The former prime minister made the comments in a speech in London on Tuesday to the Global Warming Policy foundation which was established in the lead up to the 2009 Copenhagen conference by the climate sceptic and member of the House of Lords Nigel Lawson. 
Sir Michael Hintze, an Australian-born, London-based hedge fund owner who helped bankroll the Brexit campaign, was among the guests. Mr Abbott singled out former Liberal prime minister John Howard and the Cardinal George Pell, who is facing sexual abuse allegations in Victoria, as previous Australian speakers.
According to a transcript of the speech posted on his personal website, Mr Abbott said that extreme weather events in Australia are no more damaging than they were in the 1800s.  
"In Australia the floods are not bigger, the bushfires are not worse, the droughts are not deeper or longer, and the cyclones are not more severe than they were in the 1800s. Sometimes, they do more damage but that's because there's more to destroy, not because their intensity has increased," he said.
He added that 100 years of photographs of Manly beach in his electorate on Sydney's northern beaches do not suggest that sea levels have risen. But he said that even if the climate was warming, it could be better overall because "far more people die in cold snaps".
"In most countries, far more people die in cold snaps than in heatwaves, so a gradual lift in global temperatures, especially if it's accompanied by more prosperity and more capacity to adapt to change, might even be beneficial," he said. 
The United States' space agency, NASA, says: "Ninety-seven percent of climate scientists agree that climate-warming trends over the past century are very likely due to human activities." 
NASA adds "most of the leading scientific organisations worldwide have issued public statements endorsing this position".
But Mr Abbott said overnight: "Beware the pronouncement, 'the science is settled'." 
Mr Abbott's intervention comes at a critical time for his successor, Malcolm Turnbull, who is deciding on the government's response to the Finkel review into Australia's future energy policy.
On Monday, environment minister Josh Frydenberg signalled that the Coalition could walk way from a clean energy target because the cost of renewables is falling. Mr Abbott said this was "belated".
Mr Abbott's vigorous agitation on the clean energy target is in stark contrast with his actions as prime minister when in 2015 he committed Australia to the global Paris Accord and reduced the renewable energy target to 33,000 GwH per year.
Since then, he has suggested he was not allowed "the luxury of a personal view" while prime minister and that he was prevented from cutting further. However, former environment minister Greg Hunt has said Mr Abbott was in no way stopped by his colleagues and said the 33,000 GwH was the limit for the Senate.

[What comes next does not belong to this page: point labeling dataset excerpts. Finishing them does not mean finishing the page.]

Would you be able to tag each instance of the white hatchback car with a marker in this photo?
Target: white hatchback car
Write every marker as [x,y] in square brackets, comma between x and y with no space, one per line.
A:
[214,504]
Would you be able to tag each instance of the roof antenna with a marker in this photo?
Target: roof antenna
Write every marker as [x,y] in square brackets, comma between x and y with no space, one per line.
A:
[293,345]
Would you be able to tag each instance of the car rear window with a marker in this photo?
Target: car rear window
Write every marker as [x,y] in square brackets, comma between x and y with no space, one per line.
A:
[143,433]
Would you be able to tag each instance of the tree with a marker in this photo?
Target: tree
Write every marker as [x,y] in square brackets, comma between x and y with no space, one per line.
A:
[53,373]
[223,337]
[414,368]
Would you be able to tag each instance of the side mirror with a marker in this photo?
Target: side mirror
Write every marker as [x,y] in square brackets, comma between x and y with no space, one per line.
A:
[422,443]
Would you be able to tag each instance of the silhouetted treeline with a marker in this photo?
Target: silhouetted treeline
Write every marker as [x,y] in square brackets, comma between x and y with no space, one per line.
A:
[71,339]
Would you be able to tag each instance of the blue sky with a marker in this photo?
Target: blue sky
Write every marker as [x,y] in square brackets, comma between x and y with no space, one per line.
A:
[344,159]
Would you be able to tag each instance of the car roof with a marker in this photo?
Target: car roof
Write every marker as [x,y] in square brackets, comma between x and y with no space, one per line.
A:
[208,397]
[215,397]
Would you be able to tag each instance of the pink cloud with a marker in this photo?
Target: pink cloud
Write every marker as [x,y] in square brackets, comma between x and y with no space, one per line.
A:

Mr Turnbull said on Tuesday that he was committed to ensuring reliable, affordable energy, as well as meeting Australia's obligations under the Paris agreement, to cut emissions by between 26-28 per cent on 2005 levels by 2030.

"We've had a lot of failures in energy policy in years gone by. And as you've seen this with energy policy being driven by politics and ideology, in some cases, as much idiocy as ideology, to be frank," he said.